O projeto de lei 163, de 2024, altera a legislação municipal e autoriza a capital paulista a aderir à privatização da Sabesp. A atual legislação municipal entre a capital e a Companhia, a lei 14.934, de 2009, determina que, caso a empresa seja transferida para a iniciativa privada, o teor da norma é automaticamente anulado. Por isso, para que o serviço de saneamento básico da cidade continue sendo prestado pela gestão que assumirá a Sabesp, é preciso uma nova lei, no caso, a que foi aprovada hoje.

Na prática, a decisão da Câmara cumpre uma etapa que abre o caminho para que o governador Tarcísio de Freitas (Republicanos) leve adiante o plano de privatização da companhia, que já foi aprovado pela Assembleia Legislativa do estado (Alesp) em dezembro.

A votação aconteceu a revelia da decisão do Tribunal de Justiça de São Paulo, que condicionava a realização da segunda votação, à realização “de todas as audiências públicas já agendadas e de outras, se forem necessárias, submetendo a todos os interessados acesso amplo ao projeto substitutivo, suas informações e o devido estudo de impacto Orçamentário”.

De acordo com a juíza Celina Kiyomi Toyoshima, “pela decisão acima fica claro que não poderá ser feita a segunda votação do projeto em comento, sem que cumprido o determinado acima”.

A Câmara, porém, alega que as condições foram atendidas e não viu necessidade de aguardar a autorização judicial para concluir o processo. Segundo a Casa, o laudo de impacto orçamentário – de quatro páginas – foi enviado pelo secretário da Casa Civil, Fabrício Cobra Arbex, ao presidente da Câmara, na última sexta-feira (26), e peticionado no processo.

Leia mais: TJ-SP mantém suspensa privatização da Sabesp, mas Câmara dos Vereadores insiste em votação do projeto

No fim da tarde, com a votação em curso, o Ministério Público de São Paulo se manifestou dizendo que a decisão do TJSP significava que a votação do projeto estava suspensa.

O MP-SP também solicitou ao judiciário que determine a intimação da Câmara no prazo de 48 horas para prestar “esclarecimentos técnicos sobre o estudo de impacto orçamentário relacionado ao Projeto de Lei nº 163/2024 e seu substitutivo, demonstre que foram prestadas as informações ao TCM – Tribunal de Contas do Município”.

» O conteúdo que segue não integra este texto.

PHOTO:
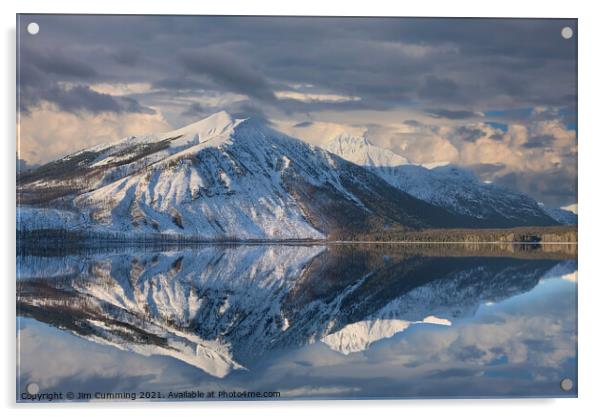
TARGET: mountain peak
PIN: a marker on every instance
(209, 126)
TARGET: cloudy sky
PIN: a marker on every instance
(498, 96)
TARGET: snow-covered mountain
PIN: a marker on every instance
(219, 178)
(561, 215)
(360, 151)
(221, 308)
(456, 189)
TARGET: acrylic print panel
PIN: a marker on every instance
(273, 208)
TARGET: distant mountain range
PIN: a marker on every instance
(455, 189)
(223, 178)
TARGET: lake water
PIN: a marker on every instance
(332, 321)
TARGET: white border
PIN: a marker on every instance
(590, 154)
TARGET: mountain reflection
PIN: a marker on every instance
(221, 308)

Para a Defensoria Pública, autora da ação que gerou a decisão da juíza Celina, a tutela de urgência foi descumprida. “Resta claro que o mecanismo participativo de audiência pública, da forma como foi oferecido, foi completamente insuficiente para problematizar o debate social apresentado: o modo com que foi realizado foi restritivo em acesso, limitado no acesso a informações, sem apresentação de estudos orçamentários, indicando que não passou de mera formalidade para aprovação de um projeto de lei polêmico, sem a devida participação popular.”

“Portanto, entende-se que a tutela de urgência emanada por este Juízo foi descumprida, reiterando-se o pedido de impedimento de qualquer votação do Projeto de Lei, até que sejam apresentados estudos de impacto orçamentário, oferecendo-se todas as informações necessárias de forma acessível e com antecedência da realização da audiência pública”, diz manifestação da Defensoria.

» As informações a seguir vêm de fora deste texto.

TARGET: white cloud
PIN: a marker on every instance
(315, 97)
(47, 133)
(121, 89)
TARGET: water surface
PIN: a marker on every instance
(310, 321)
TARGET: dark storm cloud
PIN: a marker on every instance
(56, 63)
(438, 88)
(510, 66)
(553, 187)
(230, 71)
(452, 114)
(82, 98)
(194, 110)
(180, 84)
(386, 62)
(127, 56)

Foto: Richard Lourenço/Rede Câmara

A SESSÃO

A sessão foi marcada por tensão entre apoiadores e opositores do projeto. Mais de 200 pessoas participaram da votação nas galerias, entre elas muitos contrários à privatização, sindicalistas e movimentos sociais, mas também comissionados dos gabinetes da base de Nunes para defender a entrega da Sabesp. Do lado de fora da Câmara, centenas de paulistanos, impedidos de acompanhar a sessão, aguardavam o resultado.  

Cidadãos presentes na galeria da Câmara gritavam contra o projeto, palavras de ordem como: “O MILTON LEITE, PRESTE ATENÇÃO, A JUSTIÇA SUSPENDEU A VOTAÇÃO”.

Sob os gritos, pelo menos dois manifestantes contra o projeto foram retirados da galeria pela Guarda Civil Municipal após o presidente da Casa, Milton Leite (União Brasil), se irritar com as palavras de ordem que eram gritadas durante o discurso do vereador Rubinho Nunes (União Brasil).

O clima já havia sido esse pela manhã, quando ocorreu a última das oito audiências públicas previstas antes da votação em plenário. Foram mais de três horas de audiência, com embates entre manifestantes e parlamentares oposicionistas à privatização contra a base do governo. Agentes da Guarda Civil Metropolitana (GCM) estavam presentes no local.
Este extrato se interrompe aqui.